If that’s the case, it’s unlikely Congress will play along.

“I can guarantee you that in this president’s term there will be some sort of equivalent to Ebola or SARS,” Cole said. “The biosphere is just going to produce these sorts of things, and you do not want to be the party that cut America’s front line of defense against infectious disease.

“Because whether you could have stopped it or not, I guarantee you, you’ll be blamed for it.”

What will happen to the anti-drug office?

A reported proposal that would significantly alter the Office of National Drug Control Policy (ONDCP) has already faced major backlash, and it remains to be seen if the budget will reverse course.

In mid-January, Politico reported that OMB was planning to move two of ONDCP’s major grants into different departments, which would result in a 95 percent budget reduction to the anti-drug office.

More than 150 addiction advocacy organizations have already made their positions well known. The move would jeopardize the programs, which help reduce substance abuse in youth and coordinate efforts to curb drug trafficking. And it would hamper ONDCP in the midst of an opioid epidemic.

A bipartisan group of senators agreed, and told Mulvaney so in a letter sent Feb. 1.

Last year, OMB’s proposal to cut ONDCP’s budget by 95 percent was leaked. It also sparked backlash from advocates and lawmakers from both parties, and wound up not being included in the budget.

How will the drug industry and lawmakers respond to President Trump’s drug pricing proposal?

Trump’s budget will lay out several proposals aimed at making medications more affordable, Health and Human Services (HHS) Secretary Alex Azar told Bloomberg, which was one of a small number of news outlets invited to an on-the-record briefing Thursday previewing the proposals.

The proposals including ensuring seniors on Medicare get discounts that pharmacy-benefit managers negotiate with drug companies, creating an out-of-pocket spending cap, possibly making generic drugs available to low-income seniors at no cost, and more, Bloomberg reported. A 28-page document released Friday by the White House Council of Economic Advisers also laid out a range of policies to lower drug prices.

Trump has repeatedly said drug companies “are getting away with murder.” He has vowed to fight the increasing prices hitting Americans in their pocketbooks, but has taken little action to lower prices so far.

Azar has echoed this vow, saying in hearings that “drug prices are too high.” Azar is a former pharmaceutical executive who Democrats criticizedas serving as a high-ranking official at Eli Lilly at a time when the company more than doubled the price of several drugs.
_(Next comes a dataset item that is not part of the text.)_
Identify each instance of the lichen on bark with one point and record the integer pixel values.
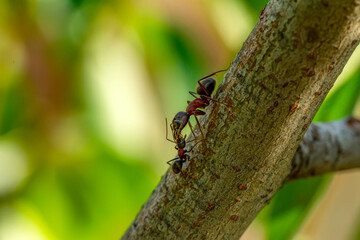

Lawmakers have also said they want to tackle the rising costs of medicines, and Trump’s proposals would have to be approved by Congress.

How will Azar handle the pressure?

Azar was sworn in as HHS secretary just weeks ago.

This week, he’ll be tasked with defending the department’s budget, and possible steep cuts to NIH and CDC. He’ll likely face a rash of questioning from lawmakers in three hearings: at the House Energy and Commerce Committee, the House Ways and Means Committee and the Senate Finance Committee.